29. Although the abovementioned case dealt with PIE, the test set out therein has been held by this court to be applicable in ESTA matters as constitutionally protected housing rights are at issue in both instances. See Herman Diedericks v Univeg Operations South (Pty) Ltd T/A Heldervue Estates LCC18/2011.



D. CONCLUSION



30. In summary:



30.1 The notices issued in terms of Section 8(5) of ESTA did not comply with Form D published in Regulation R1632 of Government Gazette 1987, 18 December 1998, rendering them invalid;

30.2 Applicant, on the papers before me, has not proved that there was service of the application papers on 2nd respondent, the municipality for the district of Waterberg and on the head of the provincial office of the Department, nor that such service was effected two calendar months before the launch of the application for the eviction order;

30.3 The second respondent may in any event fall within the ambit of Section 11 of ESTA and no longer of Section 8(5) of that Act; and

30.4 There was no sufficient evidence in the papers to justify the presiding officer coming to the conclusion that it was just and equitable in the circumstances to grant the eviction order.



31. In the result, the following order is made: -

a) The order for the eviction of the respondents is set aside.
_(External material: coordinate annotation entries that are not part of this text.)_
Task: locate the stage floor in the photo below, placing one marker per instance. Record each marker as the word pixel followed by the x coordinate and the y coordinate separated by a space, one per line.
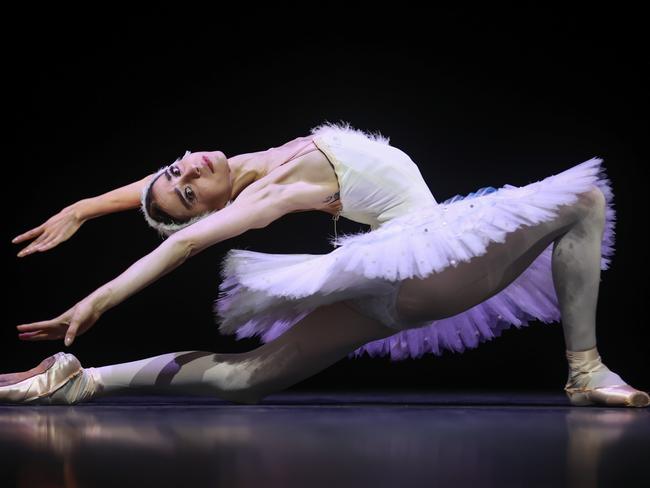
pixel 333 439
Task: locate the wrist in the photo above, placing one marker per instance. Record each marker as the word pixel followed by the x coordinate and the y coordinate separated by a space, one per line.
pixel 102 299
pixel 80 210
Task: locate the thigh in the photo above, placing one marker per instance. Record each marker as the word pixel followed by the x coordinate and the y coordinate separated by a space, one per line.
pixel 320 339
pixel 468 283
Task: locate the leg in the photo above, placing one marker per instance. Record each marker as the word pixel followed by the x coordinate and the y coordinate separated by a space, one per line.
pixel 576 234
pixel 319 340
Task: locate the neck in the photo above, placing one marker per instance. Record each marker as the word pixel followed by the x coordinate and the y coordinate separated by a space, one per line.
pixel 244 170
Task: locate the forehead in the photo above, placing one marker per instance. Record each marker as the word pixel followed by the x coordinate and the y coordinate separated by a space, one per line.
pixel 166 197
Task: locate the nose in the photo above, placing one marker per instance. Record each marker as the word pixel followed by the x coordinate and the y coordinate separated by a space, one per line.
pixel 194 171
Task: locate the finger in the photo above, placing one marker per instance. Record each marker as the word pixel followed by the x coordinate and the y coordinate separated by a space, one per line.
pixel 49 244
pixel 45 324
pixel 28 235
pixel 34 245
pixel 39 337
pixel 71 333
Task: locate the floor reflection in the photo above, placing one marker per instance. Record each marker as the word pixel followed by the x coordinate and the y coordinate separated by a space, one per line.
pixel 334 439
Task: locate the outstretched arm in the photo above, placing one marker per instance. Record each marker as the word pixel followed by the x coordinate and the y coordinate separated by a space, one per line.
pixel 64 224
pixel 247 212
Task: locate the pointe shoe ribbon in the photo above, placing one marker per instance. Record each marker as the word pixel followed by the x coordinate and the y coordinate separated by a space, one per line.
pixel 51 382
pixel 590 382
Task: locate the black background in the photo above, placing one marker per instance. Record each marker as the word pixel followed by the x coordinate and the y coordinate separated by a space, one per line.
pixel 476 97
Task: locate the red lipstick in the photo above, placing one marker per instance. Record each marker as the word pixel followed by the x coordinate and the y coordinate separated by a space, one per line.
pixel 209 163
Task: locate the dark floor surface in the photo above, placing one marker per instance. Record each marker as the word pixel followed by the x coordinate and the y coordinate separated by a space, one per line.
pixel 331 439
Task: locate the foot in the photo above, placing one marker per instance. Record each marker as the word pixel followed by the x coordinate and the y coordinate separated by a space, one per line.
pixel 58 379
pixel 592 383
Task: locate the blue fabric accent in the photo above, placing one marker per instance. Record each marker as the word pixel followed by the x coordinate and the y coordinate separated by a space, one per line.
pixel 480 192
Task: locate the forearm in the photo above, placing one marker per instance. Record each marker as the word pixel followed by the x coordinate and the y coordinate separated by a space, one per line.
pixel 166 257
pixel 123 198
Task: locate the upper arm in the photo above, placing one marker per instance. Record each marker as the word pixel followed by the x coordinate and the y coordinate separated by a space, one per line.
pixel 250 212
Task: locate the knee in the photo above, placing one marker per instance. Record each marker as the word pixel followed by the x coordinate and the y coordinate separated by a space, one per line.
pixel 594 201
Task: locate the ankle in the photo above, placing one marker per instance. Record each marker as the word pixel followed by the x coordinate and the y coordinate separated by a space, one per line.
pixel 586 370
pixel 82 387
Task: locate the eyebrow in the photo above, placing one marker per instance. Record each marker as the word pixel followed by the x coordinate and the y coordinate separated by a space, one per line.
pixel 180 195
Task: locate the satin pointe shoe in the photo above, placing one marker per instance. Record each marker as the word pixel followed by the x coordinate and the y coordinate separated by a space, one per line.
pixel 592 383
pixel 58 379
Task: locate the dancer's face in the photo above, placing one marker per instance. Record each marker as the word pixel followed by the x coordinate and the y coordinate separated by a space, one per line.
pixel 197 183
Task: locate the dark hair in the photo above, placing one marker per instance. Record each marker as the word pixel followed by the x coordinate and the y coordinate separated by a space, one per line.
pixel 155 211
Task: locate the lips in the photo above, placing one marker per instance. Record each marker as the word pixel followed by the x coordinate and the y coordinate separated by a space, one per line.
pixel 208 163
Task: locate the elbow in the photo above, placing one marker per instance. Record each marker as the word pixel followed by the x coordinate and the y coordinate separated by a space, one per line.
pixel 184 248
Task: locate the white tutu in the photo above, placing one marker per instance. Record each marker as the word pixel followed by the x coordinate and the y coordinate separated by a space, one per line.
pixel 264 294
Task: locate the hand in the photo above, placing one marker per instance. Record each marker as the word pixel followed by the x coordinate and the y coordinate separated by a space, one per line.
pixel 75 321
pixel 55 230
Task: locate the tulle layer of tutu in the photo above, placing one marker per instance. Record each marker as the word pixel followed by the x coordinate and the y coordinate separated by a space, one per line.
pixel 264 294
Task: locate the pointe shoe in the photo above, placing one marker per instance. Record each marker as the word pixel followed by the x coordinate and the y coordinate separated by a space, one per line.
pixel 58 379
pixel 592 383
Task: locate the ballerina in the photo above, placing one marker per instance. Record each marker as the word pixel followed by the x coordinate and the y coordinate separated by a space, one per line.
pixel 425 278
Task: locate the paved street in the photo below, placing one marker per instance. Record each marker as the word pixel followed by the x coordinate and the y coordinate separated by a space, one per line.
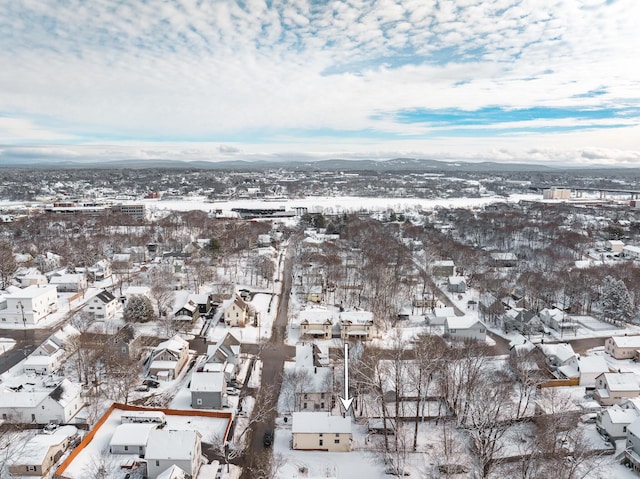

The applicantis granted leave to approach the Court for a further order should it so wish, on the same papers supplemented where necessary.



____________

CANCA AJ

Land Claims Court





[1] Section 8(5) of ESTA states that “ on death of an occupier[who was a former employee], the right of residence of an occupier who was a dependant may be terminated only on 12 calander months’ written notice to leave the land…”

[2] See foot note 1 above

[3] LCC 46R/01 at paras 6 & 8

[4] 2005(3) SA 410 at 426 and 427 at para [38]

[5] Government of the Republic of South Africa and Others v Grootboom and Others 2001(1) SA 46 at 66 E – H & 67 A- G

[6] Section 9(2)(b) of ESTA

[7] According to Section 9(2)(d), the owner or person in charge must give, inter alia, the municipality in whose area of jurisdiction the land is situated at the head of the relevant provincial office of the Department, not less than two calendar months’ notice of the intention to obtain an order for eviction, containing the prescribed particulars and setting out the grounds on which the eviction is based.

[8] See Wichmann No and Another v Langa and Others 2006(1) SA 102 at para 44 and the cases mentioned there.